Apenas em uma sociedade sem classes, em uma sociedade sem Estado e sem Direito, os seres humanos serão livres.

É, pois, um absurdo falar-se de liberdade sob os auspícios do Direito.

O Direito é incompatível com a liberdade.

Razão pela qual na sociedade em que a liberdade prevalecer, não haverá Direito. 

 

 

EDITORA DA ESCOLA DE AGITADORES E INSTRUTORES

“UNIVERSIDADE COMUNISTA REVOLUCIONÁRIA J. M. SVERDLOV”

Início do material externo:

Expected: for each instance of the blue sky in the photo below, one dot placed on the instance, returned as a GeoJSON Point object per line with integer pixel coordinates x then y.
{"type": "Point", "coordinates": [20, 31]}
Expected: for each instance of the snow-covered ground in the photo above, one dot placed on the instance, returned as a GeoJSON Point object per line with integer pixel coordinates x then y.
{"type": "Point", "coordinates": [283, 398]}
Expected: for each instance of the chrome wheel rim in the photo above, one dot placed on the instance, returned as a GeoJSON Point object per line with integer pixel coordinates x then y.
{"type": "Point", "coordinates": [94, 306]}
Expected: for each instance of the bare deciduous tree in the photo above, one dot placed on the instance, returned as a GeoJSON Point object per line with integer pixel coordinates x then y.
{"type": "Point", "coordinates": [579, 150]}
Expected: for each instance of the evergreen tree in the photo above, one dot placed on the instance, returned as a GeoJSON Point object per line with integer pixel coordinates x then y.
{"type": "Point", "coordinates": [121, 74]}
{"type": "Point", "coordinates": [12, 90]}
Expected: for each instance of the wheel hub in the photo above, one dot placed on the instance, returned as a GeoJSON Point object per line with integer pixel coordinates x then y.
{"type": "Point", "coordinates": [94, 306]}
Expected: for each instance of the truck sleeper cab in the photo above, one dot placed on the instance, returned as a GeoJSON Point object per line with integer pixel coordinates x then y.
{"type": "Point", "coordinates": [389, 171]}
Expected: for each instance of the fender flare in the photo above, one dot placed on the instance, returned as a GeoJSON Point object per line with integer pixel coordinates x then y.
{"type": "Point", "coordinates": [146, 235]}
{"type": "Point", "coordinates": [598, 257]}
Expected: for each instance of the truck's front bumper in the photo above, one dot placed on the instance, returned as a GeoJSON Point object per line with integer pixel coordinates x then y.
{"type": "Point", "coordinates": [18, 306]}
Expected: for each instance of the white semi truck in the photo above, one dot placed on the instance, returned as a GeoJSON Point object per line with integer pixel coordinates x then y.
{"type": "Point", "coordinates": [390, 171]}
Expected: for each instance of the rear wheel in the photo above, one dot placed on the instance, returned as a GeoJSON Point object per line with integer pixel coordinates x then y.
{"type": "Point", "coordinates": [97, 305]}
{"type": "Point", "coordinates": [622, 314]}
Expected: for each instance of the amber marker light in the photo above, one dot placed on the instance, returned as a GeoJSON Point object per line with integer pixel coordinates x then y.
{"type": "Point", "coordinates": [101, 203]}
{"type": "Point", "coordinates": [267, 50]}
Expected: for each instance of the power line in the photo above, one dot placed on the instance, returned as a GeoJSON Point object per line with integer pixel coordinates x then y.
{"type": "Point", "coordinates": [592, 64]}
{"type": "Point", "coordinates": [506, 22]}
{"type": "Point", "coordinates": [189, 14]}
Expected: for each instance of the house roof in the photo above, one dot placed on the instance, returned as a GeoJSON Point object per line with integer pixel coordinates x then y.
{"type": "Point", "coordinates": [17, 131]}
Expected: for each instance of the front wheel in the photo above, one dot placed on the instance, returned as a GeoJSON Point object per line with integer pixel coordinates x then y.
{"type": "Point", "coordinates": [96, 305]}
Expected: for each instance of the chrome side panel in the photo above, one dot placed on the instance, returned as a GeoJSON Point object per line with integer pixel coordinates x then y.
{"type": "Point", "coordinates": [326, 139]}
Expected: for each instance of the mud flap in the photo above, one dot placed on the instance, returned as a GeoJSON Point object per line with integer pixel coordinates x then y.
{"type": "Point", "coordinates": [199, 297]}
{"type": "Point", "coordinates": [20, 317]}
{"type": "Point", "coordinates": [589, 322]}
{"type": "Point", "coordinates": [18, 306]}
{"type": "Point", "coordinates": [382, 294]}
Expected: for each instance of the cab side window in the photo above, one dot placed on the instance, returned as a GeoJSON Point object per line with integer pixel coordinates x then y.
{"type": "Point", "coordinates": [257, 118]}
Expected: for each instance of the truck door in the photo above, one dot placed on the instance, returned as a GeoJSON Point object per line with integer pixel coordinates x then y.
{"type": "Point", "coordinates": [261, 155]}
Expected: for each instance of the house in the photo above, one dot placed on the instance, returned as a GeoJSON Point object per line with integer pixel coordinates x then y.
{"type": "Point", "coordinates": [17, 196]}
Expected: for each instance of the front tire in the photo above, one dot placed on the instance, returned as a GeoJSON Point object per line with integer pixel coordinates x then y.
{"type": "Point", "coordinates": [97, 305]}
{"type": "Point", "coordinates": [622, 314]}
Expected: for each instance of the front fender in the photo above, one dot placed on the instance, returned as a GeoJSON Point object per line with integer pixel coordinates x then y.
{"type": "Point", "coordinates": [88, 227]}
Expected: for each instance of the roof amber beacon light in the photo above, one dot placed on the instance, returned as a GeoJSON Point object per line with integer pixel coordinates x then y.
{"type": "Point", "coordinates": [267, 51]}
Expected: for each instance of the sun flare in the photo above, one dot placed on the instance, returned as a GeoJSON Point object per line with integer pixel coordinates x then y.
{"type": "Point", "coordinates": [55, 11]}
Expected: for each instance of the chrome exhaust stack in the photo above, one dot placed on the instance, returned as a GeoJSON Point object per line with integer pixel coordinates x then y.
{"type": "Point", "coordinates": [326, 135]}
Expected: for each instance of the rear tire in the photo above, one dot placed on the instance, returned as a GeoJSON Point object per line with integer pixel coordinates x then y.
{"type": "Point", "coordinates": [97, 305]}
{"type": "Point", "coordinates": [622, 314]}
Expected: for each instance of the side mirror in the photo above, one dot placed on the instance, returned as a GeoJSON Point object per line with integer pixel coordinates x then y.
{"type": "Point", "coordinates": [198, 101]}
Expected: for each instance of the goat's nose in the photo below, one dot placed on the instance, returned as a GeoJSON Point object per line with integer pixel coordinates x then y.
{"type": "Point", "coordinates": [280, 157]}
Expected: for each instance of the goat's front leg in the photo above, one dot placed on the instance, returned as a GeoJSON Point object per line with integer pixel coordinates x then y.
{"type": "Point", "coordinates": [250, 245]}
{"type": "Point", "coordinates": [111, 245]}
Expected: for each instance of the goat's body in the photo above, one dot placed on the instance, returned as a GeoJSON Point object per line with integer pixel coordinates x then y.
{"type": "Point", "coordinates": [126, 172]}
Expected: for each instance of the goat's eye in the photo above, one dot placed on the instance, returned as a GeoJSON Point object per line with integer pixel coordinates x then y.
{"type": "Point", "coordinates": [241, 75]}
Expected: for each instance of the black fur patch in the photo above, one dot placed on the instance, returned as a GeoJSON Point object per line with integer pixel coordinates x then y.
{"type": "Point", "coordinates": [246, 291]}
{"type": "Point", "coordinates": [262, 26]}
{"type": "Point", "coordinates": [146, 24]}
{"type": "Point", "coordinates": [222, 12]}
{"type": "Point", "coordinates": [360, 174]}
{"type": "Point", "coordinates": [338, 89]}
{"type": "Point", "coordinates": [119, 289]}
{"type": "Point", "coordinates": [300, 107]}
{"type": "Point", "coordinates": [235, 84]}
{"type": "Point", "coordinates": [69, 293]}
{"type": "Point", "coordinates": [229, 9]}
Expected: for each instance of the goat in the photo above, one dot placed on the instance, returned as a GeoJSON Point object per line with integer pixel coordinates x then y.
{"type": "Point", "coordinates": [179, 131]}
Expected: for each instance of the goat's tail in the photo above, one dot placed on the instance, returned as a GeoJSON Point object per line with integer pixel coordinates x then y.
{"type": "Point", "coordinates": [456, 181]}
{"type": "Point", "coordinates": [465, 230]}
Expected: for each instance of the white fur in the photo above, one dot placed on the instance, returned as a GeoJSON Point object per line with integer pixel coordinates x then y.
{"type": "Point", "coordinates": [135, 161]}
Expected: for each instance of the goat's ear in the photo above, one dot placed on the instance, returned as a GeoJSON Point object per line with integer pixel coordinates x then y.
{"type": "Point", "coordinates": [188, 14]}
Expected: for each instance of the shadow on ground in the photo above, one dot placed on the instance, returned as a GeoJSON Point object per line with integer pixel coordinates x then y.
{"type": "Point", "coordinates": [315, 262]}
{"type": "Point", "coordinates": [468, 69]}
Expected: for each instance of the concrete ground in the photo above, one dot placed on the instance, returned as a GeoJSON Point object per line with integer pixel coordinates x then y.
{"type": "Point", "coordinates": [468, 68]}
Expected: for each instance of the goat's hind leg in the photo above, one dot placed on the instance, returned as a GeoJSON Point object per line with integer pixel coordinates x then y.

PARA A FORMAÇÃO, ORGANIZAÇÃO E DIREÇÃO MARXISTA-REVOLUCIONÁRIA

DO PROLETARIADO E SEUS ALIADOS OPRIMIDOS

MOSCOU - SÃO PAULO - MUNIQUE – PARIS

 



[1] Cf. PODVOLOTSKY, IVAN PETROVITCH. Marksistskaya Teoria Prava : Otchiork. S Predisloviem N. Bukharina (Teoria Marxista do Direito : Um Esboço. Com uma Introdução de Nikolai Bukharin), Moscou - Petrogrado : Gosud. Izd-vo, 1923, pp. 102 e s.

[2] Cf. MARX, KARL. Brief an Friedrich Engels (Carta a Friedrich Engels)(01.08.1877), in : Karl Marx & Friedrich Engels Werke (Obras de Marx e Engels), Vol. 34, Berlim : Dietz Verlag, 1961, p. 66.  

[3] Cf. MARX, KARL. Rede über die Frage des Freihandels (Discurso sobre a Questão da Liberdade de Comércio)(09.01.1848), in : ibidem, Vol. 4, p. 456.     

[4] Cf. MARX, KARL. Der achtzehnte Brumaire des Louis Bonaparte (O 18 Brumário de Luís Bonaparte)(Dezembro de 1851 - Março de 1852), Capítulo II,  in : ibidem, Vol. 8,  p. 126.

[5] Cf. ENGELS, FRIEDRICH. Der Ursprung der Familie, des Privateigentums und des Staats. Im Anschluß an Lewis H. Morgans Forschungen (A Origem da Família, da Propriedade Privada e do Estado. Em Conexão com as Investigações de Lewis H. Morgans)(Março - Maio de 1884), Capítulo II : Die Familie (A Família),  in : ibidem, Vol. 8, p. 81. 

[6]  Cf. MARX, KARL & ENGELS, FRIEDRICH. Die heilige Familie oder Kritik der kritischen Kritik gegen Bruno Bauer und Konsorten (A Sagrada Família ou a Crítica da Crítica Crítica contra Bruno Bauer e Consortes), (Setembro - Novembro de 1844),  Capítulo 6 : A Crítica Crítica Absoluta ou a Crítica Crítica enquanto Senhor Bruno, 3. Terceira Campanha da Crítica Absoluta, Letra B : A Questão Judia Nr. III,  in : ibidem, Vol. 8, p. 123.     

[7] Cf. ENGELS, FRIEDRICH. Fortschritte der Sozialreform auf dem Kontinent (Progressos da Reforma Social no Continente)(04.11.1843), Capítulo I. Frankreich (França), in : ibidem, Vol. 1, p. 481.